Roche has been successful in obtaining a temporary injunction from the Delhi High Court to block the expected launch of a biosimilar of breast cancer drug Herceptin (trastuzumab) by Reliance Life Sciences.

The order dated 2nd November 2015 of Justice Manmohan Singh of Delhi High Court restrains Reliance from launching the drug in the market till the next date of hearing.

Reliance Life Sciences has recently obtained approval for its biosimilar version of Herceptin named TrastuRel. According to Roche, Reliance Life Sciences has incorrectly been granted an approval by the Drug Controller General Office for TrastuRel. Roche argued that Reliance was supposed to conduct the clinical trials of all phases (I, II and III) to obtain an approval, however the approval has been granted without the clinical trials of Phase I and Phase II.
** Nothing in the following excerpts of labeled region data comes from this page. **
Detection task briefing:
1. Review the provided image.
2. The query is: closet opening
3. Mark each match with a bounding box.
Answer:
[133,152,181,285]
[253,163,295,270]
 The Counsel’s for Roche argued that the result of clinical trial of Phase III is dependent upon the results of trials of Phase I and Phase II. Thus, on the basis of clinical trial of Phase III even if valid the product of Reliance Life Sciences cannot be treated as “biosimilar product of Roche”.

 Justice Manmohan Singh held that serious issues are raised in the matter which would be decided after considering the explanation and reply of the defendants and till the next hearing Reliance has been restrained from launching the product.